Mam serwer Samba dla około 5 użytkowników (bezpieczeństwo = użytkownik) i chcę, aby użytkownicy ci mogli zmienić swoje hasła bez mojego udziału, więc mam następujący pomysł. Czy to jest bezpieczne? Czy istnieje lepsze (jak w prostszym) podejściu? Kiedyś mieliśmy do tego SWAT, ale już nie.
Na serwerze: utwórz ograniczonego użytkownika (/ bin / rbash + PATH do pojedynczego katalogu)
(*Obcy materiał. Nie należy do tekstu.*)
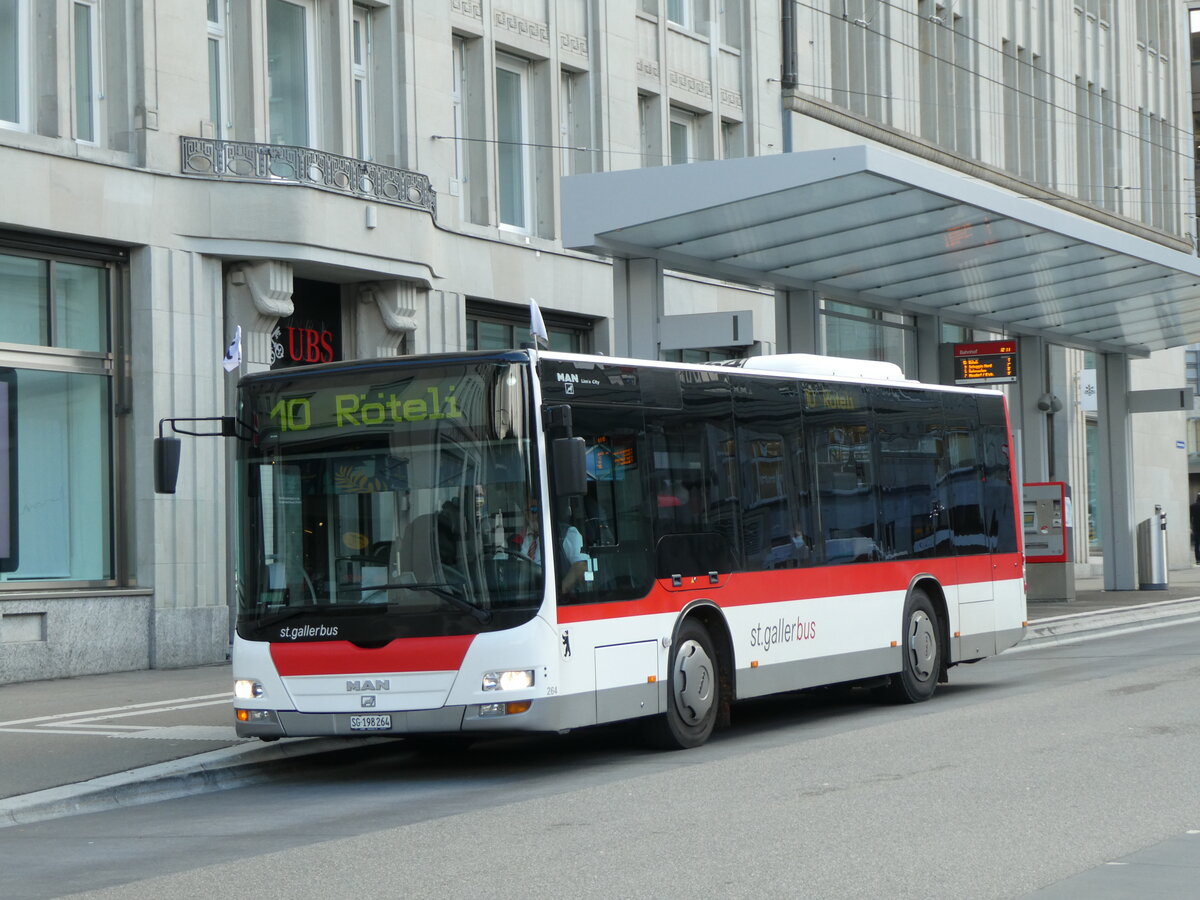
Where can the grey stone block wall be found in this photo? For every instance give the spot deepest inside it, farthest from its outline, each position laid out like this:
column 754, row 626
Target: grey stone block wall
column 196, row 636
column 63, row 637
$ sudo adduser --shell /bin/rbash pwchange
$ cat /etc/passwd
pwchange:x:1001:1001:pwchange,,,:/home/pwchange:/bin/rbash
$ sudo vi /home/pwchange/.bashrc
Add:
export PATH=/usr/local/pwchange
$ sudo ln -s /usr/bin/smbpasswd /usr/local/pwchange/smbpasswd
Pomysł polega na tym, że użytkownik pwchange może uruchomić tylko komendę sambpasswd. Konta unixowe dla użytkowników Samby nie mają haseł (tzn. Logowanie za pomocą tych kont jest niedozwolone). Użytkownicy samby będą mogli używać tego ograniczonego konta tylko do samoobsługowych zmian haseł Samby ... bez eksploracji serwera!
Klient: Zmień hasło Samby za pomocą terminala lub Putty (Windows)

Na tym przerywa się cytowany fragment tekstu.